أَمْ يَقُولُونَ افْتَرَاهُ قُلْ إِنِ افْتَرَيْتُهُ فَلَا تَمْلِكُونَ لِي مِنَ اللَّهِ شَيْئًا هُوَ أَعْلَمُ بِمَا تُفِيضُونَ فِيهِ كَفَى بِهِ شَهِيدًا بَيْنِي وَبَيْنَكُمْ وَهُوَ الْغَفُورُ الرَّحِيمُ ﴿٨﴾


Ayet Transkripsiyonu ve Sade Meali

em yekûlûne ifterâ-hu kul in ifteraytu-hu fe lâ temlikûne min allahi şey'en huve a'lemu bi mâ tufîdûne fî-hi kefâ bi-hi şehîden beynî ve beyne-kum ve huve el gafûr er rahîmu
söz öbeklerinin üzerine farenizi sürükleyerek çevirilerini görebilirsiniz. Çevirileri tablo halinde görmek için buraya tıklayın
Kelime Türkçe karşılığı
em veya, yoksa ... mı?
yekûlûne derler, diyorlar
ifterâ-hu onu uydurdu
kul de ki, söyle
in ifteraytu-hu eğer onu uydursaydım
fe o zaman, o taktirde
lâ temlikûne siz tutamazsınız, mani olamazsınız
bana
min allahi Allah'tan
şey'en bir şey
huve o
a'lemu daha iyi bilir, en iyi bilir
bi mâ şeyi, şeyleri
tufîdûne taşkınlık yapıyorsunuz, lâfa dalıyorsunuz
fî-hi onun hakkında
kefâ kâfi, yeter
bi-hi ona
şehîden şahit olarak
beynî ve beyne-kum benimle sizin aranızda
ve huve ve o
el gafûr gafurdur
er rahîmu rahîmdir

Yoksa “Onu uydurdu.” mu diyorlar? De ki: “Eğer onu ben uyduruyorsam, o taktirde Allah’tan bana gelecek bir şeye siz mani olamazsınız. O, O’nun (Kur’ân) hakkında daldığınız şeyleri (yaptığınız iftiraları) en iyi bilir. Benimle sizin aranızda O’na (Kur’ân-ı Kerim’e) şahit olarak O (Allah) yeter. Ve O; Gafur’dur, Rahîm’dir.”

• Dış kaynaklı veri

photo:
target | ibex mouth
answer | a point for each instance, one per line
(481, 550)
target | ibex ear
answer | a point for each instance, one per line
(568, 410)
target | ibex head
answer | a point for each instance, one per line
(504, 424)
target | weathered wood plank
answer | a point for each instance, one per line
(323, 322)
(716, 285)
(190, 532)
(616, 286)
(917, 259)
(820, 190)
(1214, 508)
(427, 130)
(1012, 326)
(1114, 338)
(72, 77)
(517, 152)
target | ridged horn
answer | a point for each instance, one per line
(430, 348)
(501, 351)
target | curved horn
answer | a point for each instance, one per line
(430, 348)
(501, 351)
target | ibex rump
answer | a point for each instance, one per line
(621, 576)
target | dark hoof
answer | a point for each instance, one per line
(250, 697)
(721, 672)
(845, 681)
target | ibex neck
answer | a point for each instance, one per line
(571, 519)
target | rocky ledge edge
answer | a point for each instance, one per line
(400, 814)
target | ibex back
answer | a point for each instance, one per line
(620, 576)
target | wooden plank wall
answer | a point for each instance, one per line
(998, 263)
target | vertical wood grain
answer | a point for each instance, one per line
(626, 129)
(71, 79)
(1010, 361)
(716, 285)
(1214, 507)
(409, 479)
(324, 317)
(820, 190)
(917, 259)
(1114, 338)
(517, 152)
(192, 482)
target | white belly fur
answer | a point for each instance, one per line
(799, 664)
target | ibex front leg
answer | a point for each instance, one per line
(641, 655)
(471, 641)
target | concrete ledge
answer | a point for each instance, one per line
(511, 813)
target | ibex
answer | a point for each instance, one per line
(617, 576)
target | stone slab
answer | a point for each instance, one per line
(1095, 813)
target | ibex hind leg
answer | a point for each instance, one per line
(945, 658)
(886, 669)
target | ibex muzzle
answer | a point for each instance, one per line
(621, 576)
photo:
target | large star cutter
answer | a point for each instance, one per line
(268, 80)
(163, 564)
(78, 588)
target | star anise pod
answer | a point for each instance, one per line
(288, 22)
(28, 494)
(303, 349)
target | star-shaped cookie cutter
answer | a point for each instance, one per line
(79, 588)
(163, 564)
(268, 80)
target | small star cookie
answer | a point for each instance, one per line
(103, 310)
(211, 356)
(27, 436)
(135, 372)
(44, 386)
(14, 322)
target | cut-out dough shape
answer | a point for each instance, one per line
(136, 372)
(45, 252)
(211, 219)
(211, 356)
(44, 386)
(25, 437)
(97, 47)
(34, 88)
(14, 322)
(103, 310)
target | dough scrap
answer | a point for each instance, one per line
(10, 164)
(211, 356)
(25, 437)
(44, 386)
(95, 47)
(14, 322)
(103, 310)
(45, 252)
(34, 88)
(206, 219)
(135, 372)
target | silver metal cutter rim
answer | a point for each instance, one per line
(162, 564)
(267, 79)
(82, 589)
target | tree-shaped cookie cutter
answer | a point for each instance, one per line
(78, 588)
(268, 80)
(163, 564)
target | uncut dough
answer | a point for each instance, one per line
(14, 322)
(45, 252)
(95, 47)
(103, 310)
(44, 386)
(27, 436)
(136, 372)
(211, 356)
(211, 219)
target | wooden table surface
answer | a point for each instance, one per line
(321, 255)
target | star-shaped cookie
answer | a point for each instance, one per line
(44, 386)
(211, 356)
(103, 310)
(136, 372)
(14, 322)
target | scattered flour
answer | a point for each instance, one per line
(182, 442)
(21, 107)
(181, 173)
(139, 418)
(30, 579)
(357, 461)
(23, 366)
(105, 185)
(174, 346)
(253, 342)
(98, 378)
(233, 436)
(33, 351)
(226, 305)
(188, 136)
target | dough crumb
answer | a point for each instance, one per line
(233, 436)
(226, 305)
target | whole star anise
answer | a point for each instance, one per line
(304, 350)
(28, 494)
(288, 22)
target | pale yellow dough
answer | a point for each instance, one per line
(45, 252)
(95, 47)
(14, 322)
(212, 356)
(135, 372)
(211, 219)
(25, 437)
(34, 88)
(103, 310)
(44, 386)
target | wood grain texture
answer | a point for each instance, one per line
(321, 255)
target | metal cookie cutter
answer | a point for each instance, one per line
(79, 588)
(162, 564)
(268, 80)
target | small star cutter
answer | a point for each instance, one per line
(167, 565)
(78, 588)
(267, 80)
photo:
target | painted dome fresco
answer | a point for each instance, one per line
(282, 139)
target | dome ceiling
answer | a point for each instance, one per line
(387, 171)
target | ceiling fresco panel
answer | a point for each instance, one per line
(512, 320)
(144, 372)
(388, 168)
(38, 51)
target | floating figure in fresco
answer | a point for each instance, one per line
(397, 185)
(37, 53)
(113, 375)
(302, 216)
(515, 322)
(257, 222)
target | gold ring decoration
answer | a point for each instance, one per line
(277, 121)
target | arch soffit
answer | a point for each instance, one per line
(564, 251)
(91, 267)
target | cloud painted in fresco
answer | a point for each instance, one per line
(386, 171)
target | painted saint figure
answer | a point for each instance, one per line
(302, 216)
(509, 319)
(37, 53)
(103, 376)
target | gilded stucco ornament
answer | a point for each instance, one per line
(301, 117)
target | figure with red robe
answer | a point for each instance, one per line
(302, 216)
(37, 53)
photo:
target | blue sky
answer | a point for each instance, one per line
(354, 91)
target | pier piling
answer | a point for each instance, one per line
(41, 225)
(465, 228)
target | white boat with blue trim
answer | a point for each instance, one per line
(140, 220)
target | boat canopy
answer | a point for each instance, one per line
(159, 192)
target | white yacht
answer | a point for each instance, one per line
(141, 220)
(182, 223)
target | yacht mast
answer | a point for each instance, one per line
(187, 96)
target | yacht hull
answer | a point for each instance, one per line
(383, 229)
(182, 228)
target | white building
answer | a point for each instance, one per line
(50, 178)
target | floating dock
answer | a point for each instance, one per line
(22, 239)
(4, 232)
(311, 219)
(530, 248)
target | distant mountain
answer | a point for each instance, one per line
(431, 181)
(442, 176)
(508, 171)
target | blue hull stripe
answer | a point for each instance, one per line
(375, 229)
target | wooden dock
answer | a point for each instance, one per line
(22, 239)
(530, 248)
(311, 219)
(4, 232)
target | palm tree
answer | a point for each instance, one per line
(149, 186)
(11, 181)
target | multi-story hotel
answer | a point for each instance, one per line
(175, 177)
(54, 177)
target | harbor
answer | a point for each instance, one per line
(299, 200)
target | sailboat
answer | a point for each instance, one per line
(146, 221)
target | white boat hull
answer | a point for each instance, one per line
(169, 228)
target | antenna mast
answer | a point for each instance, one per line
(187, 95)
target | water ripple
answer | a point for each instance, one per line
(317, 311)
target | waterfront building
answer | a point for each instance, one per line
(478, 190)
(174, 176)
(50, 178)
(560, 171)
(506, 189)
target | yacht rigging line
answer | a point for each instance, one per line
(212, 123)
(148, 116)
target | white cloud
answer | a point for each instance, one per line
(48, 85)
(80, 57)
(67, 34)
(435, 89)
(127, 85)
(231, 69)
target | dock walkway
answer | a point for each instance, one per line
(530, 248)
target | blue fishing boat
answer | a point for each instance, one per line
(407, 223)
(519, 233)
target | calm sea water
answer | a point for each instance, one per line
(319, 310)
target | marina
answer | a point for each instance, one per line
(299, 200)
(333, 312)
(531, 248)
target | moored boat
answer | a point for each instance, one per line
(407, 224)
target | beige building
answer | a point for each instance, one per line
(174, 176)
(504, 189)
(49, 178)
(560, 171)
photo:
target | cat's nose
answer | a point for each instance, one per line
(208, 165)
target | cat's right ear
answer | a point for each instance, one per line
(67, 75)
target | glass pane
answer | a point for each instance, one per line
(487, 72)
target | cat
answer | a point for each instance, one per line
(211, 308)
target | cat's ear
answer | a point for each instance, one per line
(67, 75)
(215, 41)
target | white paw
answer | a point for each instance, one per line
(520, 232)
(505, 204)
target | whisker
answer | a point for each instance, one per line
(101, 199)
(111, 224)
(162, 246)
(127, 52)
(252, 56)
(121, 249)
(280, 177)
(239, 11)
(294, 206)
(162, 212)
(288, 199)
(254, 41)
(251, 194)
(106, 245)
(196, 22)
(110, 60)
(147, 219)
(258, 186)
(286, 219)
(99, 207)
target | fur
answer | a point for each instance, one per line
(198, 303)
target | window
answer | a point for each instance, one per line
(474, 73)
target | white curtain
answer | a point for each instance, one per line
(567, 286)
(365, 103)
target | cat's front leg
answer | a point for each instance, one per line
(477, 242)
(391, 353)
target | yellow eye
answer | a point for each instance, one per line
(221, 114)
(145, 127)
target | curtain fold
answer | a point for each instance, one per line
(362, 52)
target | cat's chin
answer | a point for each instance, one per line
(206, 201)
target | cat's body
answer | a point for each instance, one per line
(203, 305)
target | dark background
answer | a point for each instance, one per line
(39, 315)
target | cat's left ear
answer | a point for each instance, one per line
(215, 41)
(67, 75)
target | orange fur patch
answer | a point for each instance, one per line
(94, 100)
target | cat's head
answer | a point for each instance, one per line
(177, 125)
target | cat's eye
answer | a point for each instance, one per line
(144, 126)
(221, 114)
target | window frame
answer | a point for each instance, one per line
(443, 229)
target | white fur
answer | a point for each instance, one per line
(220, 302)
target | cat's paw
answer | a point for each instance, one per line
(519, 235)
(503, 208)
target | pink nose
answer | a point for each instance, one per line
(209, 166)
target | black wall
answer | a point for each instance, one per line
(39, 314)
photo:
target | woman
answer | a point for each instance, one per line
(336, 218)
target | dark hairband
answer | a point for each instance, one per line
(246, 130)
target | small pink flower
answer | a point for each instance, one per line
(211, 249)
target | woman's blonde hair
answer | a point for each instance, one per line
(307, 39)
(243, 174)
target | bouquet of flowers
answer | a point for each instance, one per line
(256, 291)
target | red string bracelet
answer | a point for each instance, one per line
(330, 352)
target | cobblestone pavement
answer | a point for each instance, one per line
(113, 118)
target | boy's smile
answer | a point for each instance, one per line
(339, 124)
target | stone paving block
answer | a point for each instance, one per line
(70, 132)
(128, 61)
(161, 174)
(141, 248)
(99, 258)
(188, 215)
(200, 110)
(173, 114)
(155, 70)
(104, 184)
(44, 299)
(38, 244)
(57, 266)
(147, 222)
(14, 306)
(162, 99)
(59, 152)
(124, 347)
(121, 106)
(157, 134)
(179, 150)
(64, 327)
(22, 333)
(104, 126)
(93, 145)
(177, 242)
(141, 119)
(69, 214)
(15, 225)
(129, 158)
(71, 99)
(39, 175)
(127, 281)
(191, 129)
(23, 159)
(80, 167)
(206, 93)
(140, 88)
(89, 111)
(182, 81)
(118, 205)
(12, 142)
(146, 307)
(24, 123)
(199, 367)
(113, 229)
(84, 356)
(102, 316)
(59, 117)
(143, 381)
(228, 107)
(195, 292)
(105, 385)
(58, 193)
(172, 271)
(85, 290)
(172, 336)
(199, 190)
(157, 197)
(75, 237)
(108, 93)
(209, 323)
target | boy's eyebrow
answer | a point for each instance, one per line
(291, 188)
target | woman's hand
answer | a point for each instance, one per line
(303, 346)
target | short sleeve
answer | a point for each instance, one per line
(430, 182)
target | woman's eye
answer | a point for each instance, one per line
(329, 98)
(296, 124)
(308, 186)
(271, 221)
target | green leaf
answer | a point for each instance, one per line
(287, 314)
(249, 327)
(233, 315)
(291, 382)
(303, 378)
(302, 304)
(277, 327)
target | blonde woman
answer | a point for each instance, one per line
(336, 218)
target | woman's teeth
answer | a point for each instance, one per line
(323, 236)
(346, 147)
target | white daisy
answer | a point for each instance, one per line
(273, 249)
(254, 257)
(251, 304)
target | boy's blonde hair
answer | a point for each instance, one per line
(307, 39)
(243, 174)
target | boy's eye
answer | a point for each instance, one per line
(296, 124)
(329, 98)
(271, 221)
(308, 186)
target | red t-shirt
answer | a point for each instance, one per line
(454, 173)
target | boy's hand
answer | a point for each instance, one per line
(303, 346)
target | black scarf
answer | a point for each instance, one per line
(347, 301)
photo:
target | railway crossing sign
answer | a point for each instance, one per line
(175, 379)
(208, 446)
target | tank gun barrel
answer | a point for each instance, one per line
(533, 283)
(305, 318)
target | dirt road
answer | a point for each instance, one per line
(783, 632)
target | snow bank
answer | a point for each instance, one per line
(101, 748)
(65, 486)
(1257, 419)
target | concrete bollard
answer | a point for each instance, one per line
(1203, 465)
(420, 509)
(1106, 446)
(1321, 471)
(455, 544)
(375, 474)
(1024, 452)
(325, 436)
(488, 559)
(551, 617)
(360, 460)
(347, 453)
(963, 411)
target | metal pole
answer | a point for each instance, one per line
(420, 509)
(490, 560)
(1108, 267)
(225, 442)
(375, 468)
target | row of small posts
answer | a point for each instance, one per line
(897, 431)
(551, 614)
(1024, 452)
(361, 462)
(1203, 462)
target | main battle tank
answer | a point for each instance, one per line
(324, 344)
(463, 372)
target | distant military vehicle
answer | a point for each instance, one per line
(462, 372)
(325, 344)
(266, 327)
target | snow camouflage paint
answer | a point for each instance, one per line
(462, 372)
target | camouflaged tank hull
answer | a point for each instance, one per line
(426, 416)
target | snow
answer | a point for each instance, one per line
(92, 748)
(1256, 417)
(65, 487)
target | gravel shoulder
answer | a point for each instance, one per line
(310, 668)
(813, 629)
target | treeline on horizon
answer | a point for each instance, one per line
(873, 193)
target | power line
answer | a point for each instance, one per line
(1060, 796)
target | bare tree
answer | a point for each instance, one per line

AHKÂF SURESİ 8. Ayeti Suat Yıldırım Meali

Yoksa, "Kur’ân’ı kendisi uydurdu!" mu diyorlar? De ki: "Eğer ben uydurduysam zaten Allah, çok geçmeden cezamı verir. Siz bana yardım etmek isteseniz bile Allah’ın azabından beni kurtaramazsınız. (Ben cezamı çekmeye hazırım. Siz rahat olun). Demek ki sizin bu kabil laflarınız boş sözlerden, içine daldığınız yaygaradan ibarettir. Allah da bunu pek iyi bilmektedir. Benimle sizin aranızda şahit olarak O, kâfidir. O gafurdur, rahîmdir (affı, merhamet ve ihsanı pek boldur).